New Calaveras Dam Project Completes Spillway
New Calaveras Dam Project Completes Spillway

New Calaveras Dam Project Completes Spillway

Spillway Completion Marks Major Milestone

Having completed the spillway of the new Calaveras Dam project–a major milestone in the projected $810 million dam project—construction crews can now move forward in constructing the 220-foot high earth and rock-fill dam. The new spillway, near the Alameda-Santa Clara county line, is described as wide as eight freeway lanes and extending a quarter mile in length.

The Calaveras Reservoir is the largest reservoir in the Hetch Hetchy Regional Water System (HHRWS).  Owned and operated by the San Francisco Public Utilities Commission (SFPUC), the Calaveras Reservoir, when full, is the largest drinking water reservoir in the Bay Area and provides water to over two-and-half-million Bay Area customers including those in Santa Clara County. The repair, replacement and seismic upgrades of the Calaveras Dam Replacement Project is part of the $4.8 billion Water System Improvement Program (WSIP) of the HHRWS.

The existing Calaveras Dam is 91-years old and located approximately 1,500 feet from the active Calaveras Earthquake Fault. When built in 1925 the Calaveras Dam was the tallest earth-filled dam and created a three-mile lake.  In 2001 the California Division of Safety of Dams declared the Calaveras Dam seismically unsafe and the SFPUC lowered the reservoir’s water level to less than 40 percent of its normal operating capacity.

Dan Wade, director of the SFPUC’s Water System Improvement Program, indicated that when the original dam was built in 1925, “They knew the fault was there but they knew less about it than we know now.”

Upon completion of the entire Calaveras Dam Replacement Project it will have a structural height of 220 feet, a crest length of 1, 120 feet with a width of 80 feet at the crest and 1,180 feet at its base. The new dam is being built 400 yards downstream from the old dam. The old dam will be left in place and submerged underwater.  When the project is completed the Calaveras Reservoir will be restored to 96,850 acre feet (31 billion gallons) which is its historic nominal storage capacity. Ninety percent of the materials for the dam will come from on-site borrow areas but some 300,000 cubic yards of sand and gravel will be imported to the site.
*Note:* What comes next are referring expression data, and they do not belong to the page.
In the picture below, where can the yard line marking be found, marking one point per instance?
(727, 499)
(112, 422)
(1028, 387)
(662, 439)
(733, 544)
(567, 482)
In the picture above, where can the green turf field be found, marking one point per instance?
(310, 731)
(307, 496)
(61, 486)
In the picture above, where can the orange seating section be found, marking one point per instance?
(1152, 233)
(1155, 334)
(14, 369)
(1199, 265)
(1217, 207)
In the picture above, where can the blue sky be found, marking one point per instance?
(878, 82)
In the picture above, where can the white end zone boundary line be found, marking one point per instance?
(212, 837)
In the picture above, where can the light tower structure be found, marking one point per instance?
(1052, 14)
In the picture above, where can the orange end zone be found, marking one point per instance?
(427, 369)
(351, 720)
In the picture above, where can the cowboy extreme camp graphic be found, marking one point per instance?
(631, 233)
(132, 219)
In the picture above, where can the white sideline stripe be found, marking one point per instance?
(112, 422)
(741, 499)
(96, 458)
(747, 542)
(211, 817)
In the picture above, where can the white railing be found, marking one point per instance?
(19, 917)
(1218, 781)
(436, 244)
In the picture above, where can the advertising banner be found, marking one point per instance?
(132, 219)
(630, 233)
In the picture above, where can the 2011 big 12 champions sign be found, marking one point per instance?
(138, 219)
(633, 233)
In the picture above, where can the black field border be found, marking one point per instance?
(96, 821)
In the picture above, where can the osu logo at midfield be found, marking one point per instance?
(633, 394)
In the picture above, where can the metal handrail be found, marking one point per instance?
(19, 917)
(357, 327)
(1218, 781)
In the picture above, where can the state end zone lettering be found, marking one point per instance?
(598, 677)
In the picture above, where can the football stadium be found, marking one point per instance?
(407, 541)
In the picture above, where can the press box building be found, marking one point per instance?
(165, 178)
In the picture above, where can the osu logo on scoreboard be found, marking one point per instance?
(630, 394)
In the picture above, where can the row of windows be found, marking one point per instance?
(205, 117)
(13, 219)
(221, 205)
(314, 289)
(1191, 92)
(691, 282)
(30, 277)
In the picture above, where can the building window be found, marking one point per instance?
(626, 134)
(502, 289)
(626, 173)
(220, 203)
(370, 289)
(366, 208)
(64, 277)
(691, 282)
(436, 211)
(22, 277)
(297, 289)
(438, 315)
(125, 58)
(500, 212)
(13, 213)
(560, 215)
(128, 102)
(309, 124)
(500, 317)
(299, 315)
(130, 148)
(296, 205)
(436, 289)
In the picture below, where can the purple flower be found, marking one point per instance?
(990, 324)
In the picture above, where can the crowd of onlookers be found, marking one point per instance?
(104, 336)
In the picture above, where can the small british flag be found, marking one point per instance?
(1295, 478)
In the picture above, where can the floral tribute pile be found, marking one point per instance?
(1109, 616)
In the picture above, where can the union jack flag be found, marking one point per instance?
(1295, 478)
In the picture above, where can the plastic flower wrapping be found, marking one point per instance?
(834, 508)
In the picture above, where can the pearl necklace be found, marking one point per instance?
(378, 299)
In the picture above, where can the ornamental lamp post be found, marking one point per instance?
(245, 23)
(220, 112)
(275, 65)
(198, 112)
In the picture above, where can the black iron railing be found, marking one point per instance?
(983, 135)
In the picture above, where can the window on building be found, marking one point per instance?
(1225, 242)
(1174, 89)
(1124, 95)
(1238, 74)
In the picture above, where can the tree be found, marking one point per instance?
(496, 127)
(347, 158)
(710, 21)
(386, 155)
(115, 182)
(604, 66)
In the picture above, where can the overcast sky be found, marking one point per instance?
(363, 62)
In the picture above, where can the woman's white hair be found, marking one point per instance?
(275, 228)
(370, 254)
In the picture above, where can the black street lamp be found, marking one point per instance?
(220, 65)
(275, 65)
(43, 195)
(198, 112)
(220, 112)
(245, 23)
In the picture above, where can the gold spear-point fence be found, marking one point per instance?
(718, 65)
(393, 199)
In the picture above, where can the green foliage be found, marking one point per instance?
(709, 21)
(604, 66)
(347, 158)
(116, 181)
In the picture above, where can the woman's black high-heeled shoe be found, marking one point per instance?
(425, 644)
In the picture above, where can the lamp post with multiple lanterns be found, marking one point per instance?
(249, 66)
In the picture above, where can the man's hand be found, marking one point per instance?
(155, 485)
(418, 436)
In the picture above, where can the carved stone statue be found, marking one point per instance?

The new dam will also allow the release of temperature controlled water and necessary flow rates depending of the life cycle of fish in Alameda Creek.  Fish screens and a fish ladder will be installed at the Alameda Creek Diversion Dam to help facilitate restoration of Steelhead Trout in the Alameda Creek Watershed.
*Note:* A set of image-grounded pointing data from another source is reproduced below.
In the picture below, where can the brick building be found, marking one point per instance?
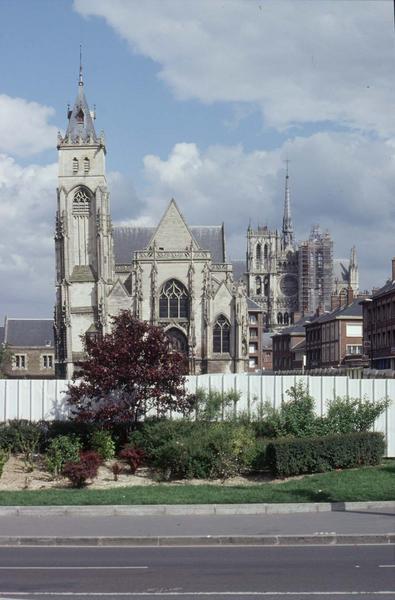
(30, 345)
(334, 339)
(289, 347)
(379, 325)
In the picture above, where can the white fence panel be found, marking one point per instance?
(36, 400)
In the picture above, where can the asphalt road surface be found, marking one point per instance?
(243, 573)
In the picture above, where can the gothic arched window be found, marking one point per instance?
(173, 301)
(258, 285)
(81, 203)
(82, 226)
(221, 335)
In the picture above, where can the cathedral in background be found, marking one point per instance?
(175, 275)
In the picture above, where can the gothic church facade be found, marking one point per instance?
(173, 275)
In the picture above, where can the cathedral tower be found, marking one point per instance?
(83, 238)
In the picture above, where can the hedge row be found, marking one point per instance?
(288, 457)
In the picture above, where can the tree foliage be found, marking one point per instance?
(127, 373)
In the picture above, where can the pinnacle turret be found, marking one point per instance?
(287, 219)
(80, 128)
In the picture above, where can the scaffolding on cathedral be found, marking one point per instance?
(315, 272)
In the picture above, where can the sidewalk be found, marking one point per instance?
(360, 522)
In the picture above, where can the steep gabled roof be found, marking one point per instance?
(29, 332)
(128, 240)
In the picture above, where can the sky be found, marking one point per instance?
(203, 101)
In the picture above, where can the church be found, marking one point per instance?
(173, 275)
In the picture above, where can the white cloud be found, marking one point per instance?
(299, 62)
(24, 127)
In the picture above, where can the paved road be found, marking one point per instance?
(339, 572)
(287, 524)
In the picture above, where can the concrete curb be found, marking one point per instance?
(207, 540)
(192, 509)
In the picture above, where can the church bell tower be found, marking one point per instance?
(83, 237)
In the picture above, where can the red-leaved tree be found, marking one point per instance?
(128, 372)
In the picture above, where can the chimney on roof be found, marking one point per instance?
(334, 301)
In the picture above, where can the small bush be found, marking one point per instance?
(101, 441)
(288, 457)
(86, 468)
(3, 459)
(61, 450)
(346, 415)
(20, 435)
(185, 449)
(133, 457)
(116, 470)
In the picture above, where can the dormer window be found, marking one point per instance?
(80, 116)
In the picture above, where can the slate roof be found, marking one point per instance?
(128, 240)
(251, 305)
(298, 327)
(388, 288)
(352, 310)
(29, 332)
(341, 269)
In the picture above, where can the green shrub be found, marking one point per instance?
(61, 450)
(185, 449)
(54, 429)
(213, 405)
(346, 415)
(101, 441)
(3, 459)
(84, 468)
(20, 435)
(286, 457)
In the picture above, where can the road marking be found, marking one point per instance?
(180, 594)
(79, 568)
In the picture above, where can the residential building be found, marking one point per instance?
(379, 325)
(30, 348)
(334, 339)
(289, 347)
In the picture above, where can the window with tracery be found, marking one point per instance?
(81, 203)
(173, 301)
(221, 335)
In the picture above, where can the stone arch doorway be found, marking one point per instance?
(178, 340)
(179, 343)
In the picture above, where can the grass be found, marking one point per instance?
(366, 483)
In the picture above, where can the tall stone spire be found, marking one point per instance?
(287, 219)
(353, 270)
(80, 128)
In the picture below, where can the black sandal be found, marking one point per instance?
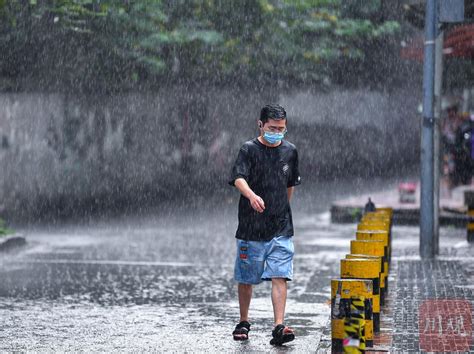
(282, 334)
(241, 331)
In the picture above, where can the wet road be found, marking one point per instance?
(162, 282)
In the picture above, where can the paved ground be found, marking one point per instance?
(165, 283)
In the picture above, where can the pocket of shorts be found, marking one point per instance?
(244, 252)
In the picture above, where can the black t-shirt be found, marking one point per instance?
(269, 171)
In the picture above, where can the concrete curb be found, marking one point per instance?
(10, 242)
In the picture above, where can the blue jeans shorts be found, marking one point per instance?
(257, 261)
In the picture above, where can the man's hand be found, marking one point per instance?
(257, 203)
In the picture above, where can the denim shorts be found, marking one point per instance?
(257, 261)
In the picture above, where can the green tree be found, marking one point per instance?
(92, 45)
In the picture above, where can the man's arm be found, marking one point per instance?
(255, 201)
(290, 191)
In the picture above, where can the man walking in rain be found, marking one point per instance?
(265, 173)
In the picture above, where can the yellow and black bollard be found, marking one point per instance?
(376, 235)
(373, 248)
(383, 279)
(342, 291)
(354, 327)
(367, 269)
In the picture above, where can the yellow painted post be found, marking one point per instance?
(354, 327)
(342, 290)
(368, 269)
(376, 235)
(383, 279)
(372, 248)
(388, 211)
(377, 227)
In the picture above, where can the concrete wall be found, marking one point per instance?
(57, 150)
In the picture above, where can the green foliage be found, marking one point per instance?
(110, 45)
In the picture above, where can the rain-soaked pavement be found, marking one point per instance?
(159, 282)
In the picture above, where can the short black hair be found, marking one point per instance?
(272, 111)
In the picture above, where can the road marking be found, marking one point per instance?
(111, 262)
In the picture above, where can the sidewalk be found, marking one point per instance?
(429, 307)
(430, 302)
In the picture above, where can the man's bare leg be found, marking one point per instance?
(245, 295)
(279, 289)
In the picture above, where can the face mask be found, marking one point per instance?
(273, 138)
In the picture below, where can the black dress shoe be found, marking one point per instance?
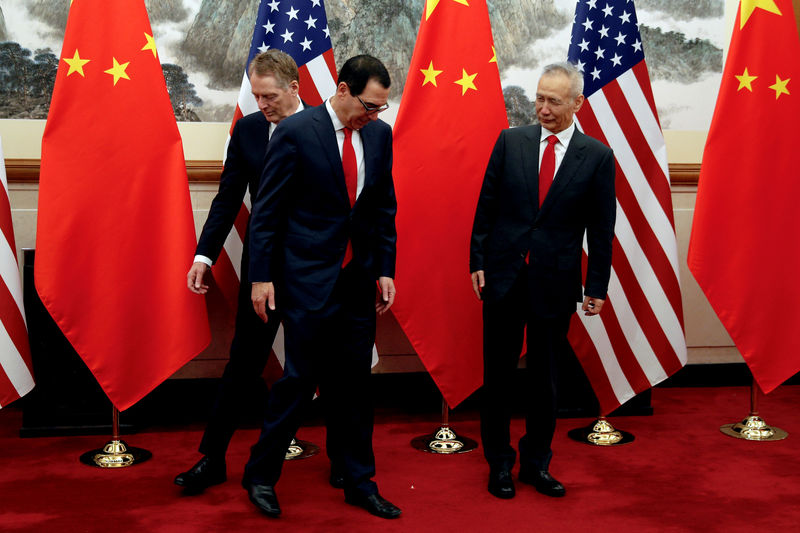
(337, 478)
(543, 481)
(375, 504)
(264, 497)
(205, 473)
(501, 484)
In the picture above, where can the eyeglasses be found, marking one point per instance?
(370, 109)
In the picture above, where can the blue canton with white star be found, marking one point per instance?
(297, 27)
(605, 41)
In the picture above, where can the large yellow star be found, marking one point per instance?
(75, 63)
(151, 44)
(118, 70)
(430, 74)
(748, 6)
(745, 80)
(431, 5)
(780, 86)
(466, 82)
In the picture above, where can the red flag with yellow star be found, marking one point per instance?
(743, 250)
(114, 224)
(450, 116)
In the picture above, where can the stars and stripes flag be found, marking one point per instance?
(299, 28)
(16, 372)
(639, 339)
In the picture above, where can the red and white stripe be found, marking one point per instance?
(638, 341)
(16, 371)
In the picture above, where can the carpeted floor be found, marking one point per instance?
(680, 474)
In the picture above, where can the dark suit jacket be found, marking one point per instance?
(508, 222)
(243, 166)
(302, 211)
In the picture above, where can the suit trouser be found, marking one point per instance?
(250, 349)
(330, 348)
(504, 323)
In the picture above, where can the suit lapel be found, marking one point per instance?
(323, 128)
(576, 152)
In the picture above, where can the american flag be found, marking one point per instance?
(16, 373)
(638, 340)
(299, 28)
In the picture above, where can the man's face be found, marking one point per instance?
(275, 101)
(555, 106)
(352, 111)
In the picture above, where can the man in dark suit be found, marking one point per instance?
(274, 82)
(322, 232)
(545, 187)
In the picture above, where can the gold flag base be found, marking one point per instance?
(443, 441)
(115, 454)
(300, 449)
(753, 428)
(600, 433)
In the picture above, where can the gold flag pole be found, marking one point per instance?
(600, 433)
(444, 440)
(115, 454)
(753, 427)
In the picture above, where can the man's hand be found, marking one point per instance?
(592, 306)
(194, 278)
(388, 292)
(263, 295)
(478, 283)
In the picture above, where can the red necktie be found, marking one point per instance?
(548, 169)
(350, 168)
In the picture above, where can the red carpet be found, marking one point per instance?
(680, 474)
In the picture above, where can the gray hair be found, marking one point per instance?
(570, 71)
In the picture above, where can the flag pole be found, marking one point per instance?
(600, 433)
(115, 454)
(753, 427)
(444, 440)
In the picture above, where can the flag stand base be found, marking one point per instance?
(115, 454)
(444, 440)
(601, 433)
(300, 449)
(753, 427)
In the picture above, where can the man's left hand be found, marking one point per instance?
(592, 306)
(388, 291)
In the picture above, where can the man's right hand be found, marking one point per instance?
(478, 283)
(263, 295)
(194, 278)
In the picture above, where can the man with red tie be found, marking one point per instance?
(322, 233)
(545, 188)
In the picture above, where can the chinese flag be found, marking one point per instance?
(450, 116)
(115, 230)
(743, 249)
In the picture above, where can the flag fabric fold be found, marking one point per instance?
(114, 227)
(302, 32)
(451, 114)
(638, 340)
(16, 371)
(741, 250)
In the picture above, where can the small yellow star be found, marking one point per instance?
(150, 45)
(430, 75)
(748, 6)
(745, 81)
(75, 63)
(118, 70)
(466, 82)
(431, 5)
(780, 86)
The spillway has taken five years to complete after delays and additional costs were experienced due to complications when ancient landslides were discovered during construction.  Completion of the spillway— effectively a massive overflow canal—protects the region if the reservoir fills to capacity. The spillway’s capacity means water doesn’t crest and spill over the top of the dam into nearby Fremont or onto Interstate 880.

Construction of the spillway utilized 40,000 cubic yards of concrete and now stretches 1,550 feet in length.  With the completion of spillway construction will now begin on the dam.  Completion is expected in 2019.